The trick, which took me a while to nail down, is getting a boot.ini setup to boot from another disk. Since you can’t actually access this partition even in the Recovery Console, you can’t edit the boot.ini to tell it to start from the other disk. In the end, I formated a floppy using simply ‘format A:’ on an XP desktop (would you believe this entire data center lacks a Windows server with a floppy drive?), then copied ntldr, ntdetect.com and boot.ini from another Server 2003 machine with the same service pack to this floppy. Then I changed the boot.ini to contain:

[boot loader]
timeout=60
default=multi(0)disk(0)rdisk(0)partition(1)\WINDOWS
[operating systems]
multi(0)disk(0)rdisk(0)partition(1)\WINDOWS="DISK 0" /noexecute=optout /fastdetect /3GB
multi(0)disk(0)rdisk(1)partition(1)\WINDOWS="DISK 1" /noexecute=optout /fastdetect /3GB
multi(0)disk(0)rdisk(2)partition(1)\WINDOWS="DISK 2" /noexecute=optout /fastdetect /3GB
multi(0)disk(0)rdisk(3)partition(1)\WINDOWS="DISK 3" /noexecute=optout /fastdetect /3GB


If you’re not familiar with this file, you may want to read about ARC paths. Remember that ntldr and ntdetect.com are hidden, system and read-only by default, although it’s fine to leave this options unset. ‘attrib -s -h -r C:\ntldr’ will make the file accessible so you can copy it to a floppy. I have to assume when you format a floppy from an NT based operating system it puts a bit of code in the bootsector to look for these files.
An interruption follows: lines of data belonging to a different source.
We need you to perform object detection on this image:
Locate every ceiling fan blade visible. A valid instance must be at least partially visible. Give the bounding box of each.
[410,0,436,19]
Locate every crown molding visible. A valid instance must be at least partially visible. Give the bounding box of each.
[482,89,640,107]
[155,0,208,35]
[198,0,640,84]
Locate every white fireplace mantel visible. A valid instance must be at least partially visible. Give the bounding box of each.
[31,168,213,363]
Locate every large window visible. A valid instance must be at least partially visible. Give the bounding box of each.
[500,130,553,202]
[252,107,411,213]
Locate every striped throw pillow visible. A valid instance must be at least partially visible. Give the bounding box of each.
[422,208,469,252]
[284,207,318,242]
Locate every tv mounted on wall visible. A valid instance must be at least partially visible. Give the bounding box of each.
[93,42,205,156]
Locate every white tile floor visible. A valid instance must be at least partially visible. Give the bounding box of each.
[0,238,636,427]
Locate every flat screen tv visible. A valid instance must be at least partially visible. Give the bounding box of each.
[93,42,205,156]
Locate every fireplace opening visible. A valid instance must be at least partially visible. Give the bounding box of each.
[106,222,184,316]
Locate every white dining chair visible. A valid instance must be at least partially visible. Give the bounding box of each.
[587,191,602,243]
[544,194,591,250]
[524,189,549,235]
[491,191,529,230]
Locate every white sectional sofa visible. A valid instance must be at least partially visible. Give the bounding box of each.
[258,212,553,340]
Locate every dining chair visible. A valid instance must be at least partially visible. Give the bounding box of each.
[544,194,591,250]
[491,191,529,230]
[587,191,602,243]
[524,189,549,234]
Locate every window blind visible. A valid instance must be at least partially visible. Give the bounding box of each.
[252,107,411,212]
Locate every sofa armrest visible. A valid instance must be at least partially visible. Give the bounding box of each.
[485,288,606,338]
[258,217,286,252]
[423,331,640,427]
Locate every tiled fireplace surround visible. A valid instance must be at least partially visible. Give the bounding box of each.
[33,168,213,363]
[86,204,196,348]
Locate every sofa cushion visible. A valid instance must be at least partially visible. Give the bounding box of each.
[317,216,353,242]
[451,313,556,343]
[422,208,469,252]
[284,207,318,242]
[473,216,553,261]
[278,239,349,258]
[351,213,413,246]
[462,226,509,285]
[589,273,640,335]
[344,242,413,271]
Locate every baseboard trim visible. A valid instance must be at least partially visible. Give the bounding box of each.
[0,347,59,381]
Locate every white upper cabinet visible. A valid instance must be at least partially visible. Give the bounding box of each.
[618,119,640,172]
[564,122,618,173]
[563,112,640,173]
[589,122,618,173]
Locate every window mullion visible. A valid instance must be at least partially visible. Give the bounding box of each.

I then booted from the floppy and for me I then chose ‘DISK 1’ and the system started up fine. I went pulled the failed disk (carefully guessed which disk it was by the disk order in disk management and the scsi id jumper settings) and replaced it. In disk management, right click the good disk, “remove mirror” and choose the missing disk. Then right click again, “add mirror” and choose the new disk. Drink coffee.

It’s late and I can’t figure out how to run ‘fixboot’ and ‘fixmbr’ with a disk mirror, so I’m still using the floppy disk to boot and choose either disk to start from.